Modality fit Is the skill a good fit for voice? For instance, the Bird Song Alexa skill is nearly a perfect fit because it has to do with listening to bird songs. Finding just the right hotel room and booking it is not, because reviewing search results and conducting multiple step interactions is tedious and slow with voice compared to say a desktop web site or a mobile app, where one can quickly scan search results and complete transactions with a few clicks and taps..
Invocation How easy is it for someone to remember how to invoke the skill? The easier to remember, the better.  Not having to remember anything — e.g., “What’s the stock price for IBM — ” is even better.

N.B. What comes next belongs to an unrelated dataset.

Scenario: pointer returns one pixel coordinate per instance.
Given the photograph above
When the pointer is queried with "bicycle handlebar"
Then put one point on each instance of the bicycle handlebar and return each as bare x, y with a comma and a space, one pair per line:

Closing When you say “Stop” or “Goodbye” – does it stop or does it go on talking some more, as in: “Thank you for using our skill. Please visit us at“? The best is if it says nothing if the user says, “Stop.”  If concluding an experience,  after a natural interaction (say, ordering sandwiches), the less one says the better.
Brevity How long are the prompts? Be concise, but not cryptic.  Ideally, you want to shorten your prompts as the user becomes familiar with the skill.  Don’t offer the same experience regardless whether the user is a first time user or a power user.

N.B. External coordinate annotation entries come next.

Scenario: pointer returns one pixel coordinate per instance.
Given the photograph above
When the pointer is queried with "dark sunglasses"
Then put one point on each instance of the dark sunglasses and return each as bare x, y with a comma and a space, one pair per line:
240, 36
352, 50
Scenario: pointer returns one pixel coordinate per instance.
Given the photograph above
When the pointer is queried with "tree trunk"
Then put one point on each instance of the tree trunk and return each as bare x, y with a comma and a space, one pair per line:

Help Does it offer useful help? Provide contextualized, precise, and relevant help that is actionable and that will enable the user get back on track with the conversation.
Questions Does it ask questions clearly and in a way that enables the customer to know what to say? For instance, are there questions where it’s not clear if they are multiple choice or “Yes/No”?
Cognitive Load Does the skill require the customer to remember more than they should? Is the user forced to listen to many choices? Is the user forced to recall a piece of information provided earlier in the conversation?
Language flow How conversational does the interaction feel? Does the multi-turn conversation flow or does it sound robotic?  Does the assistant use markers  (whether vis sounds or phatic expressions, such as “Ok,” “Great,” “Got it” ) to create momentum and sustain a cooperative feel?
Error Strategies How well does it handle no input (the customer doesn’t say anything) and no match (the customer says something out of scope)? Is the user helped recover from errors easily: what does the assistant do when it doesn’t understand the user?  Does it provide an example of what the user can say, or does it just say, “Can you say that again?”
Speech Recognition Accuracy How often does the skill not recognize something that it should recognize? Does the assistant hear something other than what the customer says? Does it have no matches often (just plain couldn’t match what the user said to what it expected)?
Perceived Latency How fast does the skill respond? And if it doesn’t respond fast, does it employ mitigating strategies – such as, “Hang one sec, let me fetch the information for you” and or plays background noise that makes it clear that the skill is in the process of formulating a response. Latency is an important dimension when assessing the quality of a voice experience. Customers will not tolerate voice experiences that respond slowly, or respond in a way that feels slow.  The key operative word here is “perceived”.  The user may need to wait 5 seconds for a response, but if those 5 seconds are covered by some language or some sound as the assistant say, retrieves information, the the perceived latency may be much less insignificant compared to the actual latency.
Text To Speech (TTS) Does the skill pronounce things incorrectly? How often does the assistant mispronounce a word or a phrase?  Is the sentence spoken with the right pauses at the right places in the spoken prompt.  For instance, when speaking a list of items, is there a silence gap between list items?
Information architecture Do the steps go in an order that makes sense?  Is the information presented and offered well structured?  Can the user easily create a mental model and use that model to help themselves navigate the conversation?